2009年11月30日月曜日

内田百閒『ノラや』(筑摩書房、2003)

 内田百閒の「閒」の字を、久しく筆者は「聞」と思っていた。そうすると「うちだひゃっぶん」とでも読んでいそうなものだったが、まさしく、その通り、「うちだひゃくぶん」と読んでいました。だって最初に内田百閒の名前を読んだ時、ルビがふってなかったんだもの。
 これまで内田百閒の書いたものは読んだことがなかったから相方の本棚にあった『ノラや』を出してきて読んだ。

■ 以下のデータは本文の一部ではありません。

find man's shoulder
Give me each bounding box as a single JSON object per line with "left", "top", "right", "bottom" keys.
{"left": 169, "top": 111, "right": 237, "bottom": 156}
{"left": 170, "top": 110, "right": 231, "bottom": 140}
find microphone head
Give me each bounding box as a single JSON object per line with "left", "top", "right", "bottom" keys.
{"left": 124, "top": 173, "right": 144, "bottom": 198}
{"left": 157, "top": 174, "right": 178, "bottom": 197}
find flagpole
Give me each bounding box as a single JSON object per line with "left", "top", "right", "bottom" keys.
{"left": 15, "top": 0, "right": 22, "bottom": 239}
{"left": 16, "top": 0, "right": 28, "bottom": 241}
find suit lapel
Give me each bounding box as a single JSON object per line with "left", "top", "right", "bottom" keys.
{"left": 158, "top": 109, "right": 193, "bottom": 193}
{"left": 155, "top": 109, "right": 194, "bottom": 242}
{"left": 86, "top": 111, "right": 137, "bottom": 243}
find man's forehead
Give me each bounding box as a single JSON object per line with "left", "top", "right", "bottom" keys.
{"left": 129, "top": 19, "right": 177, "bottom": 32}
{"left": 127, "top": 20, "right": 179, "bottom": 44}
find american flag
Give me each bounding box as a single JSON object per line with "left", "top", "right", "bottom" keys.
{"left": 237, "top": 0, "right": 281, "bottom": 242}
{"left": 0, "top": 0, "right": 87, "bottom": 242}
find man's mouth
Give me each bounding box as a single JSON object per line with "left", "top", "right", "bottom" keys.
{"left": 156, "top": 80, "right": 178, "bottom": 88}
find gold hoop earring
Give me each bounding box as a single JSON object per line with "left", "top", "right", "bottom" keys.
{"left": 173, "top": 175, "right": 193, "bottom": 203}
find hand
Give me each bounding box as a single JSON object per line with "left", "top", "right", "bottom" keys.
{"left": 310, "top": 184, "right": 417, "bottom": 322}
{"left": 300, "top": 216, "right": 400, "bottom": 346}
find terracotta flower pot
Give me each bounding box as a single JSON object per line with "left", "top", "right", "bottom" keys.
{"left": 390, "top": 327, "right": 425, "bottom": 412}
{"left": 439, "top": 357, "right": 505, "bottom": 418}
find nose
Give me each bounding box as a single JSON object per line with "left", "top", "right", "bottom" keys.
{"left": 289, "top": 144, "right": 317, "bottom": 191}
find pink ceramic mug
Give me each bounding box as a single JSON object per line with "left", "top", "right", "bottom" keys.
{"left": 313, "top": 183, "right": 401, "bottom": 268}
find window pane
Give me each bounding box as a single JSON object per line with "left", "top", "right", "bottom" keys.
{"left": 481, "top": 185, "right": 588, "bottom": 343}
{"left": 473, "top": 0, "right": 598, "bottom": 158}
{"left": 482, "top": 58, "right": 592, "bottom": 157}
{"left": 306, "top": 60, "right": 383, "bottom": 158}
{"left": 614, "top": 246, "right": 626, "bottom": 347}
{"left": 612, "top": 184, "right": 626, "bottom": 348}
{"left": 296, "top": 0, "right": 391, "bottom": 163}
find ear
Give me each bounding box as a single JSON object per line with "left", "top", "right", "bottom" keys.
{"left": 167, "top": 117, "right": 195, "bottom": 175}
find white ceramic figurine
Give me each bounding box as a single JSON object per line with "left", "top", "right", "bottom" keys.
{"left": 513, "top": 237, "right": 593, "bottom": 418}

 まあ、中身は内田百閒が猫について書いた随筆を集めたもので、そのほとんどを「ノラと「クル」という二匹の猫についての記述が占めている。それも、「ノラ」がいた頃の幸福な時間についてではなく「ノラ」があるときどことなく行ってしまってそれから帰ってこなくなってからの、それからの近隣・新聞・編集者などを総動員した捜索劇と喪失感について、あるいは「ノラ」と入れ違いで住みついた「クル」の死に際についての記述が圧倒的に多い。
 著者自身が書いている通り、構成など他人任せで、後から自分で読むことも心苦しい心情が表れているのか、同じ文章が軟化にもわたってリフレインしている。
 戦後の、高度経済成長前の東京のまだ牧歌的な風景の中に、今で言うペットロス症候群があったということの記録としてもあるのかもしれない。内田百閒の煩悩ぶりと無能ぶりから、おかしさと悲惨さがこみあげてくれる。